Knowing that, Hansen starts on problem with RC4000 (1969) describing protecting communication between "processes" via message buffers, message queues, and checks performed on them to ensure validity. That and Dijkstra's critical regions are where the foundations were laid. His next step was the formalization the problem in 1972:

http://brinch-hansen.net/papers/1972a.pdf

Section's 1 and 2 cover basics of concurrent operation + race conditions. It was clear to me by the abstract but should be extra clear he's talking about them by this statement about Algorithm 1:

"The copying, output, and input of a record can now be executed concurrently. To simplify the argument, we will only consider cases in which these processes are arbitrarily interleaved but not overlapped in time. The erroneous concurrent statement can then be executed in six different ways with three possible results."

That's definitely a concurrency error. He then talks about mutual exclusion and synchronization with an await primitive. Closer to modern language but the focus on operating systems in the early 1970's means he says processes instead of threads and things like disk buffers or message queues instead of shared memory. Although his examples in 1972 paper are clearly shared memory since it's at algorithm level.

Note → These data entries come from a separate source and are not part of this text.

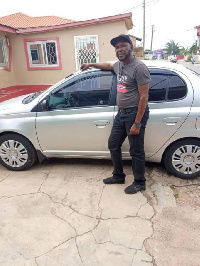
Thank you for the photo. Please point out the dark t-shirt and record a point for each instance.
(128, 78)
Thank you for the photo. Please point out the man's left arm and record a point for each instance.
(144, 95)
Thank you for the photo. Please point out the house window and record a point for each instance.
(43, 54)
(3, 53)
(86, 49)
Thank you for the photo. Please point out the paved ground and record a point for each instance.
(61, 214)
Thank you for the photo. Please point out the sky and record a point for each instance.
(172, 19)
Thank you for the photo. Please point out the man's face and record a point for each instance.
(123, 50)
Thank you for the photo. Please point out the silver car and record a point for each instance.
(74, 118)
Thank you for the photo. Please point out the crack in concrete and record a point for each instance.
(31, 193)
(189, 185)
(121, 245)
(36, 261)
(141, 207)
(53, 248)
(65, 205)
(78, 251)
(47, 175)
(4, 178)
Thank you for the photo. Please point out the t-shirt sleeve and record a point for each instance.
(142, 75)
(116, 67)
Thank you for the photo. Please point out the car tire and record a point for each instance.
(182, 159)
(16, 152)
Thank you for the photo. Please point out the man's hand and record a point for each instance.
(134, 130)
(85, 66)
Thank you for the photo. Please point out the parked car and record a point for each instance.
(173, 59)
(74, 117)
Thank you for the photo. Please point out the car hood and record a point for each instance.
(15, 105)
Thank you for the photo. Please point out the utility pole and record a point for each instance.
(143, 26)
(152, 36)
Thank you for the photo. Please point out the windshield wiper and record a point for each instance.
(31, 97)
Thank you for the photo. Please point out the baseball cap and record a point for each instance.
(121, 37)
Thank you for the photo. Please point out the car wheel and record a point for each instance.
(182, 159)
(16, 152)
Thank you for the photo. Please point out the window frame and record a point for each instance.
(42, 41)
(68, 82)
(85, 37)
(168, 74)
(4, 52)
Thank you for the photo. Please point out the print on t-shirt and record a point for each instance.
(121, 87)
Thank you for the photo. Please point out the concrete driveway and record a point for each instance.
(61, 214)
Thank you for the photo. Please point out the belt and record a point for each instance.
(128, 110)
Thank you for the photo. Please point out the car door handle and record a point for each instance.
(101, 123)
(171, 120)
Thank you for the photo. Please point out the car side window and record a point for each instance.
(166, 87)
(177, 88)
(157, 88)
(85, 90)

So, they discovered the problem around late 60's, implemented an early solution for sharing resources among processes in 1969, fully described race conditions + some other stuff by 1972, had a safer-by-design language to catch it at compile time by 1975, and applied that to implement a concurrent, production OS (Solo) for day-to-day use by academics by 1976.

So, race conditions were both formalized and initially solved in early to mid 1970's. I don't know how much more you need given they had an OS running 100 jobs/users at once interacting on shared resources without visible failures using their concurrency model. Mainstream OS's and apps are still having race conditions pop up on occasion. Clearly, what they were doing was addressing root cause if no race conditions occurred after a successful compile of "multiprogrammed" apps. :)

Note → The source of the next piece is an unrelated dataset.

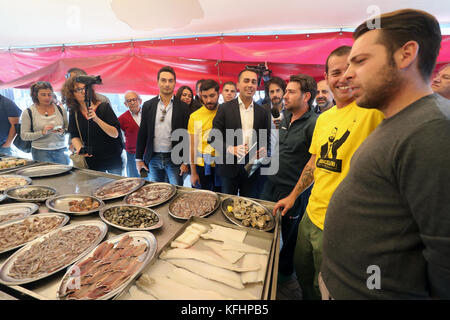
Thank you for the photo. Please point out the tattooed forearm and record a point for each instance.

You're still talking about "race conditions" and "concurrency errors", whereas I am talking specifically about data races not arbitrary race conditions or concurrency errors. I don't see how the first illustration demonstrates anything about data races, nor how the rest of your comment applies to this: a data race isn't just plain old interleaving of executions/possible results.

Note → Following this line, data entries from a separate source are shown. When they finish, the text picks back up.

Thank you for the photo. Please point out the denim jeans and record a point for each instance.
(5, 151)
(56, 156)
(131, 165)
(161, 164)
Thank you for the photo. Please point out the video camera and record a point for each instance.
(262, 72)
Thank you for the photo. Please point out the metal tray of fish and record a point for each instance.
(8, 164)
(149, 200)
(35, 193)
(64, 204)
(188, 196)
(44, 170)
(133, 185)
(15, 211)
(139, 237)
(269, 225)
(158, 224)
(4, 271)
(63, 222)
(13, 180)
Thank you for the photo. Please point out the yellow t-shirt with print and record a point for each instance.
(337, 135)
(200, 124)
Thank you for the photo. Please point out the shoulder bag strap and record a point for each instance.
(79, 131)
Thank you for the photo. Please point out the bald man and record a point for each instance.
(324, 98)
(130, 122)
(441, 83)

A data race is when a program may give undefined results (in the sense of undefined behaviour in C) because you've violated core language semantics. Solving "all" concurrency problems is a much broader and far more restrictive paradigm than just ensuring that a program has defined behaviour, and not having restrictions is key to systems programming. (In fact, it's not even clear to me how one can "solve" race conditions at a language level without tying into some sort of machine-readable product specification or without just removing concurrency entirely: a single piece of non-determinism may be fine in one program but bad, i.e. a race condition, in another.)

> The problem you're having is you've constrained the definition of concurrency or race conditions to only be about the language common among application programmers, esp threading

No, I'm not having any problem here: you said yourself that you're not an expert. A data race (not arbitrary race condition) only makes sense if there's shared memory and thus thread is a perfectly reasonable description (although "thread" is also often used to just mean thread of execution, not literal pthread thread). It's becoming clear that we're talking about different things since you're not in-tune with the jargon/subtle terminology.

That is in fact where dispute came from: race conditions vs data races. I saw race and concurrency thinking you were talking about race conditions. My mistake.

Hmm. Ill have to look into the old stuff further to see about whether any of it, including Hansen, covers the accepted definition of data races. There's potential that Hansen's does but Im holding off until I think on it more.